The NHL daft is tomorrow and the Canadiens, despite their best efforts to trade a slew of picks lately, still have some picking to do. As such, we’ll watch with mild interest as Timmins and his staff already put out to gardening leave select youngsters.
I’m looking through lists to tell you what I think. But until then, some general thoughts worth considering with regard to the draft:
Size still dazzles
I’ll admit it, you just can’t teach size. The problem in judging 18 year-olds is that you can never tell if they’ll be gentle giants or feisty midgets when faced with pro opposition (think Gionta vs. Pouliot). Yet size still dazzles a scout. But where one or two big guys will no doubt make creditable NHL careers from their selection, it seems to me many big first rounders also find “German hockey” far too quickly.
There’s a threshold between guy who has scored and goalscorer
I’m not exactly sure what it is, but there’s definitely a difference between a guy who happened to score goals in junior and a player with a true talent for it. Be wary of the 20-goal man with alleged incredible hands, as there’s more to goalscoring than hands (isn’t that right Andrei?). At a certain point though, scouting ceases to matter though. Just because a scout can’t put a finger on why a guy has scored 40 goals shouldn’t discourage people from taking a chance.
American defencemen are terribly overrated as a group
Always lining up an impressive group with size and apparent skill, the American Ds are often among the more prominent flops. It’s worth considering that big American D prospects are nothing new and that the US National team still doesn’t have a good defensive group t choose from. It may not be coincidence.
Swedish forwards underrated this year
On the opposite side of the coin, when have you known a Swedish generation to be totally bereft of know-how up front. Despite the perennial snub from the prognosticators (with the exception of the love in last year), the Swedish forwards probably deserve more respect than they get. Many, for example could do just as well as in the QMJHL if they cared for poutine over smoked herring.
Quebeckers play in a strange league
Picking Quebecois players is more difficult than pickng Western teens because they play in a league that is worlds apart from the NHL. People will always be wary of the Daigle scenario. But not to be ignored is the phenomenon that seems to be the Quebecois role player. Picking them out from the crowd, though. I’m glad I’m not charged with that task.
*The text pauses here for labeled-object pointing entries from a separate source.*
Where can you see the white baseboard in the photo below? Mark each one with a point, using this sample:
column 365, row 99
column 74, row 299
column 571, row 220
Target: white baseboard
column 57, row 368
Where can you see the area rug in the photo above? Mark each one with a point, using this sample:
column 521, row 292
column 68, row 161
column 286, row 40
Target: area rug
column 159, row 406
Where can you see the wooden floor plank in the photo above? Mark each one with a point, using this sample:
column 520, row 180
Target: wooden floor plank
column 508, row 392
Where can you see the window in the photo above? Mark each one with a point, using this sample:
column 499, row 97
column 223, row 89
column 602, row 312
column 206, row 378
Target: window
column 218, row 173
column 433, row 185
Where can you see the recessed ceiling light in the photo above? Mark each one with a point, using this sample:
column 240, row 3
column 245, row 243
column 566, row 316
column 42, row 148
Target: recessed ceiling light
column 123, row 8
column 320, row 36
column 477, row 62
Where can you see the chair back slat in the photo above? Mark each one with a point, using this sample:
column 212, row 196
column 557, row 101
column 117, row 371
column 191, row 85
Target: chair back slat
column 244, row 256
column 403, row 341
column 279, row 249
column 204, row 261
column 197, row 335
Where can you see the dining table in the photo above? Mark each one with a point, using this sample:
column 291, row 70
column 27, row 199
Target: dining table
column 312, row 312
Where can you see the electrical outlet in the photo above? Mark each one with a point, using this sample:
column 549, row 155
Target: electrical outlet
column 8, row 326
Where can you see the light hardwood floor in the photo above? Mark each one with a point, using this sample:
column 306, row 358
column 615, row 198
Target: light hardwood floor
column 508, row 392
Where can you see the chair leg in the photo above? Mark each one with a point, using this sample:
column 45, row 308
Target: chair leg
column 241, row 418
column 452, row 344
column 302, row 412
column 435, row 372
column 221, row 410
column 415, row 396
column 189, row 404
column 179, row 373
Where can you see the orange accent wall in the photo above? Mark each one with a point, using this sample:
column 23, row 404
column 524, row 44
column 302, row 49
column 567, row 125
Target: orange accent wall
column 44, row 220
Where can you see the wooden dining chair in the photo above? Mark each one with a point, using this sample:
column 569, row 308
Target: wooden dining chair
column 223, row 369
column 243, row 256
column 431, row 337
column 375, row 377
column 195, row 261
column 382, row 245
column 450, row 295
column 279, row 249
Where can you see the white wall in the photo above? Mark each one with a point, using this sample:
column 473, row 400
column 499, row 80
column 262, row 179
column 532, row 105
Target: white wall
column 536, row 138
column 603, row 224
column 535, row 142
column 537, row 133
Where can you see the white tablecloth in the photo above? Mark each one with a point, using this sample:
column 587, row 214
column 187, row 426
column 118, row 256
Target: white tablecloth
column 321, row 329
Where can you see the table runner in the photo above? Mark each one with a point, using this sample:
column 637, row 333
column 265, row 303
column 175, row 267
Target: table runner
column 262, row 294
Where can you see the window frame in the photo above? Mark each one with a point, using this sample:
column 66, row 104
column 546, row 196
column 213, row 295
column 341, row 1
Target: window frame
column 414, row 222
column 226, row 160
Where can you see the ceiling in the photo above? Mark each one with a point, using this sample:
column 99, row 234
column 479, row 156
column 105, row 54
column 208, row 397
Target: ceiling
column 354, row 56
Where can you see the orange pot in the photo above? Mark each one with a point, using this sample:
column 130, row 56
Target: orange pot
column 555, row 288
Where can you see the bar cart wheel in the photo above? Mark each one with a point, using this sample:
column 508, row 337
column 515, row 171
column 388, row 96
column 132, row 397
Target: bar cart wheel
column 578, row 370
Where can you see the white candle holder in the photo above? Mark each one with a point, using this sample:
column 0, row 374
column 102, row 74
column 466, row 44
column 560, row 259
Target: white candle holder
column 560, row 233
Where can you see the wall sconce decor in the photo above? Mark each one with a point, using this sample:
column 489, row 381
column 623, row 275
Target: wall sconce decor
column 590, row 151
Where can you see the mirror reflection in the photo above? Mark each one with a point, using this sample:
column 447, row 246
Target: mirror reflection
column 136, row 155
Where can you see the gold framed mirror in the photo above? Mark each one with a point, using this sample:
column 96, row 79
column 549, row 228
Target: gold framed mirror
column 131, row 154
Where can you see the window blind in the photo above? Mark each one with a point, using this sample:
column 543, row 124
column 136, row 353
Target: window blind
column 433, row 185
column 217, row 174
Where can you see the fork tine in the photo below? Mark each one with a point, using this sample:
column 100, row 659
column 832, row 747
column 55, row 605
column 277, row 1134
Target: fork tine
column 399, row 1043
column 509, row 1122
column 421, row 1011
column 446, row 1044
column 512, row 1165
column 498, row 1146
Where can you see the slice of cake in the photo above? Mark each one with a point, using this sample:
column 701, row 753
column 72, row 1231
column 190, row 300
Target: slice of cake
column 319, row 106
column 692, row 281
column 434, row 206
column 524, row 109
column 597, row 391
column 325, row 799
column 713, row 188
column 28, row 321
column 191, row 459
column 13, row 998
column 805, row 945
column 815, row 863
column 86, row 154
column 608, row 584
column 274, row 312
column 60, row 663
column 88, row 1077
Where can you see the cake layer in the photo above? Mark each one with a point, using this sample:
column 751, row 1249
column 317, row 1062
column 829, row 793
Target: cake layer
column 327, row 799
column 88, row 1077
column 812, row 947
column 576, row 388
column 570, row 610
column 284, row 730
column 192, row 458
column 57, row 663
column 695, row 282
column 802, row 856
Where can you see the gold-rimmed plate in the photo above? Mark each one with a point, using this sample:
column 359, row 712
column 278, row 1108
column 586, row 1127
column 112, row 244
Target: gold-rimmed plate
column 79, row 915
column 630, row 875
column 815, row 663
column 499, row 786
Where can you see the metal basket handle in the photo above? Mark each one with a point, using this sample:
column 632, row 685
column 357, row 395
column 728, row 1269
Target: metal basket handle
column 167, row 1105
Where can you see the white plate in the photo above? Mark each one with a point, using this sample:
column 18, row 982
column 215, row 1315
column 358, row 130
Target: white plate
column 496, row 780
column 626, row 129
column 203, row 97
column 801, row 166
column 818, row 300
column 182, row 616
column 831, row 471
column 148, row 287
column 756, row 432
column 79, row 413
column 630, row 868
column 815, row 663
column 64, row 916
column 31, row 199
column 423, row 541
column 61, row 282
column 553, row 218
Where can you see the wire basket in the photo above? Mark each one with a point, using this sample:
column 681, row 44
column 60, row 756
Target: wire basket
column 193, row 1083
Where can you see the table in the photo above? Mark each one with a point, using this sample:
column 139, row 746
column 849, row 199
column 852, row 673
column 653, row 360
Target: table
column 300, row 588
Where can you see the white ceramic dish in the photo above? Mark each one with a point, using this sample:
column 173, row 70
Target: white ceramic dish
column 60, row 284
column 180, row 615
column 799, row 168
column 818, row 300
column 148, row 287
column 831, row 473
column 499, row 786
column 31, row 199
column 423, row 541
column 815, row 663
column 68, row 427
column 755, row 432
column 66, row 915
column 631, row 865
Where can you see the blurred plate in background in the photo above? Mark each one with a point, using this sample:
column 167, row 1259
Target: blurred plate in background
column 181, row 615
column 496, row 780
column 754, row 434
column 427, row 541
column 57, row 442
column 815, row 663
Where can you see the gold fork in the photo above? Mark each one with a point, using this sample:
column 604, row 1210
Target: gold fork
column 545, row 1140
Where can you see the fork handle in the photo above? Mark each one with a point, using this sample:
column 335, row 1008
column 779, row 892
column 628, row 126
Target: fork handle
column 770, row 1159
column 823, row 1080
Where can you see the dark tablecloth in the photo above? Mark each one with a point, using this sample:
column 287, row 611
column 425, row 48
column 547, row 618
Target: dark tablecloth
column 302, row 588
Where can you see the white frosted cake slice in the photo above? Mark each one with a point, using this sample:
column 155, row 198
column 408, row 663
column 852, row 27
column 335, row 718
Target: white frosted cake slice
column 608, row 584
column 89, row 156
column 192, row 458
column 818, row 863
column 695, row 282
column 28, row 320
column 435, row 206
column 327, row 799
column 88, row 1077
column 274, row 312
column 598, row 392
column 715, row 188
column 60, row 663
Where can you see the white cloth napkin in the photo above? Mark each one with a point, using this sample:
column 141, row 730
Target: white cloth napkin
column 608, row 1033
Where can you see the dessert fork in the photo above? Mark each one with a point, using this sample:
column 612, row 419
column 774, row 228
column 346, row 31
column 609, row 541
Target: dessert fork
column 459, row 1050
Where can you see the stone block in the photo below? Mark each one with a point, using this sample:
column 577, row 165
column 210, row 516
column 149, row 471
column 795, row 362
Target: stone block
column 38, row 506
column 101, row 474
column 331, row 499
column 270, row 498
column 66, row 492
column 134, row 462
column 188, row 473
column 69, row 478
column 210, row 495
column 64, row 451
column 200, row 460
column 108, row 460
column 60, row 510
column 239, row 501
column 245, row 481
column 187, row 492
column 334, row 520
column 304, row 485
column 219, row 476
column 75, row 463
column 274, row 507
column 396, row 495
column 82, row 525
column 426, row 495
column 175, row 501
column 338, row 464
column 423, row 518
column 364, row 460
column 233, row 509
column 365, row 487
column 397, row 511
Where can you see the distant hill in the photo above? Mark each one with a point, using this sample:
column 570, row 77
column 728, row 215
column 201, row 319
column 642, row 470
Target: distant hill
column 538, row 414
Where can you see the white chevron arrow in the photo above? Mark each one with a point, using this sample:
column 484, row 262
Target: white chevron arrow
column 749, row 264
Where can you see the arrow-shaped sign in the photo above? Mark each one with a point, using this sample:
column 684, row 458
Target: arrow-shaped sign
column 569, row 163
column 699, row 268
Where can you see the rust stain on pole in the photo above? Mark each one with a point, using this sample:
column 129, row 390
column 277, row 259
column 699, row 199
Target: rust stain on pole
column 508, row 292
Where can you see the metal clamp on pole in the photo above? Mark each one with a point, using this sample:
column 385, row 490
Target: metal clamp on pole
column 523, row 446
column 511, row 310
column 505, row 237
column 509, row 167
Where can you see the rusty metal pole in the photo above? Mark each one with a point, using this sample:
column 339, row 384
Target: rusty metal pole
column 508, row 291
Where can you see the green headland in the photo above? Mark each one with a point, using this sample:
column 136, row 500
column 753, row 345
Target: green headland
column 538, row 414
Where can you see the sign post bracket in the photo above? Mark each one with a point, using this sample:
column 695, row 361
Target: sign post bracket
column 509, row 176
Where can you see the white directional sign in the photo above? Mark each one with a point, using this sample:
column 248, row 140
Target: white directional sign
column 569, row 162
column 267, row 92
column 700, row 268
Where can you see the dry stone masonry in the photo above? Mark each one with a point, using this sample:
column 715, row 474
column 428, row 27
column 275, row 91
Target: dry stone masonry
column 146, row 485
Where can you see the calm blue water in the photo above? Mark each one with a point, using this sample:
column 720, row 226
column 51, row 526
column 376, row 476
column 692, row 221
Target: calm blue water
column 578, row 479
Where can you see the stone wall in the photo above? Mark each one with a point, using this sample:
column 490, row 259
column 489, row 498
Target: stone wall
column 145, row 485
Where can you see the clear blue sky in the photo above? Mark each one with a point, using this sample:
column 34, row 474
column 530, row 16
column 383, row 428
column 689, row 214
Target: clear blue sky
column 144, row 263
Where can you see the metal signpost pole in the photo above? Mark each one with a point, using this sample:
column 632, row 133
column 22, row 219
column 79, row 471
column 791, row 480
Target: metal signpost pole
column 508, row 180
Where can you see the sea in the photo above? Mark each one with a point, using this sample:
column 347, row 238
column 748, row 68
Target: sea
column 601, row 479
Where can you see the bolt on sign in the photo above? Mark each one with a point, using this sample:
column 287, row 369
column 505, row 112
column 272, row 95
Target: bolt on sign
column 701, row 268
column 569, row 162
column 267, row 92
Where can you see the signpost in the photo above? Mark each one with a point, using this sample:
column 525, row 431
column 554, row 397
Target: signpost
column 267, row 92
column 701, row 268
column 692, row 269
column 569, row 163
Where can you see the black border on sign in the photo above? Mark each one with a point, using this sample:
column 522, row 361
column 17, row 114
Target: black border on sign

Everyone is compared to a successful NHLer
It must be human nature to look for the best possible scenario because there are always a lot of future Scott Stevens, Mark Recchis and Bryan Trottiers. The reality is, these comparisons have been bandied about for years on end. In fact, it might be useful to compile a database of what being the next Scott Stevens actually means for a prospect – that is, he’ll actually have a 98% chance of being the next Brent Bilodeau.
Trading up is probably a mistake
Scouting departments should take a good look in the mirror before trading up. Of course, there’s always the chance of getting caught up in the excitement of the day, but trading up means trading one gamble for another. It often means trading 2 or 3 gambles for one. Odds tell us that after pick 5-8 goes by, volume is the better strategy.
Organizational needs won’t be the same by the time the selected start playing pro
One never knows what surprises are around the corner for an organization. One year you have the Vezina, Hart goaltender of the future, a couple of years and no goalie picks later, you’re icing David Aebischer in crucial games. OK, it’s not the best example as Price and Halak were coming through, but you understand. Picking for organizational balance at a single draft is not my favourite tactic unless the cupboard is absolutely (and I mean Heino-Lindberg) bare. Instead pick the best players always and fill the cupboard the other 363 days of the year.